Oil Spill In U.S. Gulf Of Mexico Could Be Biggest Since Deepwater Horizon Disaster

Gulf Oil Spill 2010 Fire
Fire boat response crews in 2010 battle the blazing remnants of the oil rig Deepwater Horizon, off Louisiana. Last week's spill is the biggest since the 2010 disaster. U.S. Coast Guard/Reuters

Updated | Authorities are investigating the cause of the biggest oil spill in the Gulf of Mexico since the Deepwater Horizon blowout in 2010. It has poured 330,000 gallons of crude into the waters off Louisiana since last Wednesday.

The Delta House floating production facility suffered a leak last week, Bloomberg reported, and now the Bureau of Safety and Environmental Enforcement has convened a five-member panel to figure out what went wrong.

"BSEE places great emphasis on making certain all oil and gas operations on America's Outer Continental Shelf are safe," the group's Gulf of Mexico Region Director Lars Herbst said in a statement.

The spill on the subsea infrastructure, located about 40 miles southeast of Venice, Louisiana, was reportedly caused by a fractured flowline jumper. Authorities do not initially believe that Hurricane Nate had anything to do with the fracture.

As bad as it is, the spill released just a fraction of the oil spilled from the blowout at BP's Macondo well in 2010, which sank the Deepwater Horizon rig, killed 11 people, and resulted in the worst marine oil spill in history: 100 million gallons befouling the Gulf.

That spill caused an immediate and significant impact to the ecosystem, with sightings of birds and turtles washed up on beaches covered with oil, as well as an increase in the deaths of other marine life. Indeed, scientists continue to research the impact of the spill, whose full effects may never be known.

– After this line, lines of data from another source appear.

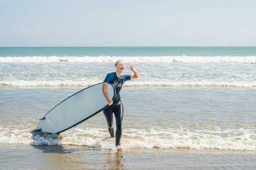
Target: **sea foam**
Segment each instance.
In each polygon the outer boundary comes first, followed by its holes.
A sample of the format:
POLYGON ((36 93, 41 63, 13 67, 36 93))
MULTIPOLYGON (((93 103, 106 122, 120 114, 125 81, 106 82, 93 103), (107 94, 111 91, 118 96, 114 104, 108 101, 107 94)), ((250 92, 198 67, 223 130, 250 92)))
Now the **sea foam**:
POLYGON ((152 62, 152 63, 171 63, 171 62, 238 62, 255 63, 256 56, 156 56, 156 57, 118 57, 118 56, 98 56, 98 57, 1 57, 1 62, 84 62, 84 63, 114 63, 118 60, 129 62, 152 62))
MULTIPOLYGON (((74 145, 115 150, 115 139, 106 129, 73 128, 59 135, 13 130, 1 130, 0 143, 32 145, 74 145)), ((129 148, 183 148, 256 150, 253 129, 195 130, 187 129, 126 129, 122 146, 129 148)))

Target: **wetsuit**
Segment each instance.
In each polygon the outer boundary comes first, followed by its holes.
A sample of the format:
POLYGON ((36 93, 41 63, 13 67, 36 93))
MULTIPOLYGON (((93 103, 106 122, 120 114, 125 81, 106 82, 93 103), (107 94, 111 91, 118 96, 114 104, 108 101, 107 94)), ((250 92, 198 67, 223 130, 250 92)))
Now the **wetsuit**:
POLYGON ((123 83, 130 79, 131 76, 130 75, 121 75, 119 77, 118 77, 115 72, 114 72, 108 74, 104 81, 104 82, 113 84, 115 88, 115 97, 113 100, 113 104, 103 110, 112 138, 115 137, 113 127, 113 113, 114 113, 115 114, 117 125, 115 146, 120 146, 120 139, 122 136, 122 122, 123 116, 123 107, 121 100, 119 92, 122 89, 123 83))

However, the Delta House spill may have avoided causing similar damage.

"Way offshore, the oil had time to dissipate before it could cause lots of damage," Louisiana State University environmental sciences professor Edward Overton told Bloomberg.

"I'm sure there's some impact associated with this spill out in the deep water, but I don't think there was enough for the oil to sink," he added.

Correction: Due to an editing error, an earlier version improperly described the original incident as an explosion.